辞書は改訂が必須。同社辞書編集室の坂倉基さんは「刊行することができたので、次はどう改良するかを考えています。デジタル化、情報化時代に合ったかたちで、これからも進化していかなくては」と意欲を示す。しかし、大変な人手と費用がかかるのも事実。
辞書の主なユーザーは学生層。進学に合わせて需要が生まれる。しかし子供の数そのものが減っている。投じた費用は、売れなければ回収もできない。辞書の刊行部数は年々減る一方で、改訂をあきらめる出版社も。出版大手の講談社は辞書の編集部をなくしてしまった。

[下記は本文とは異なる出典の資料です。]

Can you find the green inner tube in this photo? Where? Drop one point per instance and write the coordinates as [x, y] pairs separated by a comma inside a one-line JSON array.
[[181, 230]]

『新字源』も旧改訂版の初版部数は15万部だったのが、今回は初版5万部でスタート。「紙の辞書という文化が瀬戸際にあるのは確か」と坂倉さん。しかし、いくら時代が変わっても「調べる」という行為はなくならないし、紙には紙の良さがあると力説する。
ネットでは、熟語や用例からの検索が簡単にできるが、あいまいな情報で探すのは不得意。一方、紙の漢和辞典は、読み方や書き方が正確にわからなくても、画数や部首から文字を探せる。探しながら、その字にまつわるさまざまな情報が一覧できる。似た成り立ちの漢字なども目に入る。